2. The Army Show, The WB. Sometimes when you're picking cancelled TV shows, it helps to know just how many back-up shows a network has in the wings. The WB has a bunch. And there's no more likely candidate for a quick trip to the gas chamber than this winner, an already-premiered stinker buried on a Sunday night amid tough competition. If Desmond Pfeiffer is the second coming of Hogan's Heroes, this is the return of Sgt. Bilko. Again, we ask the question: For the love of God, why?
How long will The Army Show make it? About as long as one of the extras in the opening scene of Saving Private Ryan. And that's if it's lucky.
1. Holding The Baby, Fox. Being the first show to premiere in a season may be some sort of honor, but it also means you've just increased your chances of being the first show to be cancelled. This Fox family crap-com has tough competition on Sunday night and forms the bridge between Fox's football-led-in World's Funniest! and its valuable veteran, The Simpsons. So if The Simpsons underperforms in the ratings, who's gonna get blamed? James Brown and his cheap-to-produce reality series? I don't think so. It's Holding The Baby.
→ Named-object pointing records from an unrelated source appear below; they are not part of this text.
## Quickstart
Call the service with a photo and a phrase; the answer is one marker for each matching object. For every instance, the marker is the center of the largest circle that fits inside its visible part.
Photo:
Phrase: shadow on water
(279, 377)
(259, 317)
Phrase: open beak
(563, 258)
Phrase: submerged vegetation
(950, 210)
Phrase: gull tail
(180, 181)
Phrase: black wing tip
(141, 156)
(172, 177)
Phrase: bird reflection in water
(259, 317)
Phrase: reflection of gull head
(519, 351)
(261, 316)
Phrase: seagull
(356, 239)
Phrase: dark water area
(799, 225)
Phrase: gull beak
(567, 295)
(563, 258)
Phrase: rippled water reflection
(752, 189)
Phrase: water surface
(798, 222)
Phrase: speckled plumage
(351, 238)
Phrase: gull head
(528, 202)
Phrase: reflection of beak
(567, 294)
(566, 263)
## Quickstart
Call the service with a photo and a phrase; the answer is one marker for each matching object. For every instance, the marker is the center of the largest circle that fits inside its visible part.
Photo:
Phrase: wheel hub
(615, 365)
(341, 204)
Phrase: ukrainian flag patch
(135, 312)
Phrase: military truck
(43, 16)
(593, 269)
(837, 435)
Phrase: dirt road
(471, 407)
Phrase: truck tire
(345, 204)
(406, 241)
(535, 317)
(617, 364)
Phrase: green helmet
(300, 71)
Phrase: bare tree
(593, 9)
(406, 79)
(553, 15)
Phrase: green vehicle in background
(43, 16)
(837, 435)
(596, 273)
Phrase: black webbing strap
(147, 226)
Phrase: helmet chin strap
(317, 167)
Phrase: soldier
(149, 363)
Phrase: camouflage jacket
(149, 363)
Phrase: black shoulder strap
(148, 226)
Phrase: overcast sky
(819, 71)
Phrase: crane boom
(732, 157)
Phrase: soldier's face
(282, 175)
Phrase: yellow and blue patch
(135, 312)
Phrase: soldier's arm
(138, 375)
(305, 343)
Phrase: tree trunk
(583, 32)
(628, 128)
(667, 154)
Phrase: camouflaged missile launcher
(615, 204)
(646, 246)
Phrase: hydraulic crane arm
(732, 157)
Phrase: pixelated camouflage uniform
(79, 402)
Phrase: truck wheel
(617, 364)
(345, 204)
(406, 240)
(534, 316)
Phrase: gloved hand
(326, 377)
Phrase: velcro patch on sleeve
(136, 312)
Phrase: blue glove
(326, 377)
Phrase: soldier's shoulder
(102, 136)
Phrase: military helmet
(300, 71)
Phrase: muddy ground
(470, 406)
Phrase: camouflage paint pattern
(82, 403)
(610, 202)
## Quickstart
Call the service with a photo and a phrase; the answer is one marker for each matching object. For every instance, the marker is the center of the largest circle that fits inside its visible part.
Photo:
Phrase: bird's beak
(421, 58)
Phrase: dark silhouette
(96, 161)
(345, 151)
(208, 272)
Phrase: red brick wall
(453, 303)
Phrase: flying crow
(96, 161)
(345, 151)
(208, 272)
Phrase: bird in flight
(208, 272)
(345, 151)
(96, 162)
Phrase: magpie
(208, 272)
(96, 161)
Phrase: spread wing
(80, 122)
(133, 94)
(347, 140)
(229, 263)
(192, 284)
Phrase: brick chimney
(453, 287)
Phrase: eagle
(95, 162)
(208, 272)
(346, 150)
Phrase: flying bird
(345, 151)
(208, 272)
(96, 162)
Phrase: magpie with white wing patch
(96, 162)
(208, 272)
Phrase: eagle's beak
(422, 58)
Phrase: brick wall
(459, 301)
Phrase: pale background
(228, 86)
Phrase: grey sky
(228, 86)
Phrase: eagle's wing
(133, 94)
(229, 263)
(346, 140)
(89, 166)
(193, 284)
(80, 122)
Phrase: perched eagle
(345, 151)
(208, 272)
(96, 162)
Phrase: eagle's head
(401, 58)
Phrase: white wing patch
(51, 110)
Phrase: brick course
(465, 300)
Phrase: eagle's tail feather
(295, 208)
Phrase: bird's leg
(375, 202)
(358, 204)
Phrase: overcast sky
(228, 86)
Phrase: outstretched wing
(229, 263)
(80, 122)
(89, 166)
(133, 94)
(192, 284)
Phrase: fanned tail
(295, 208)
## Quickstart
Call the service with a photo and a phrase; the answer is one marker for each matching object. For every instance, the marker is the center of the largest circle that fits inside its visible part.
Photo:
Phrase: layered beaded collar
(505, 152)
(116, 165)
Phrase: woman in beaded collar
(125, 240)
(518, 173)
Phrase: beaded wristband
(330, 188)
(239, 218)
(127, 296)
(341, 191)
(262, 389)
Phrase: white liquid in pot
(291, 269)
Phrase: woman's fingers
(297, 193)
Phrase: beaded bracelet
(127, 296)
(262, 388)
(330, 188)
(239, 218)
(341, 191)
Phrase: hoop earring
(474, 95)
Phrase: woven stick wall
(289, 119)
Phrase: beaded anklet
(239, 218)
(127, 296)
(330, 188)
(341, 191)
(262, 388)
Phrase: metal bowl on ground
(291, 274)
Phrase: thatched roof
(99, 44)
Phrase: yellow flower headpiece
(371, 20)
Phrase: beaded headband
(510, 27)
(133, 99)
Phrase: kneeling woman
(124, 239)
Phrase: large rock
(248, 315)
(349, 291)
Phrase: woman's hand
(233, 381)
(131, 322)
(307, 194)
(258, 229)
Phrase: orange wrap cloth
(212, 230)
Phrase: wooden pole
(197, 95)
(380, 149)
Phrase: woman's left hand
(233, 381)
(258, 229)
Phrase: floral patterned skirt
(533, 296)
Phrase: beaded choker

Fox's commitment to this series is also evident in how much it's promoted Holding the Baby compared with another series that premiered later the same night, That '70s Show. While That '70s Show has been the subject of a gigantic ad campaign, Holding The Baby premiered almost in secret.
And most important of all, let's not forget that if Fox wants to yank Holding the Baby, all they have to do is give James Brown another half-hour to fill with videos of grooms vomiting on their wedding cake, dogs pissing in kiddie pools, and infants impaling themselves on kitchen utensils.
So there you go, kids. My Visa card is ready. Where do I pay for that prime rib?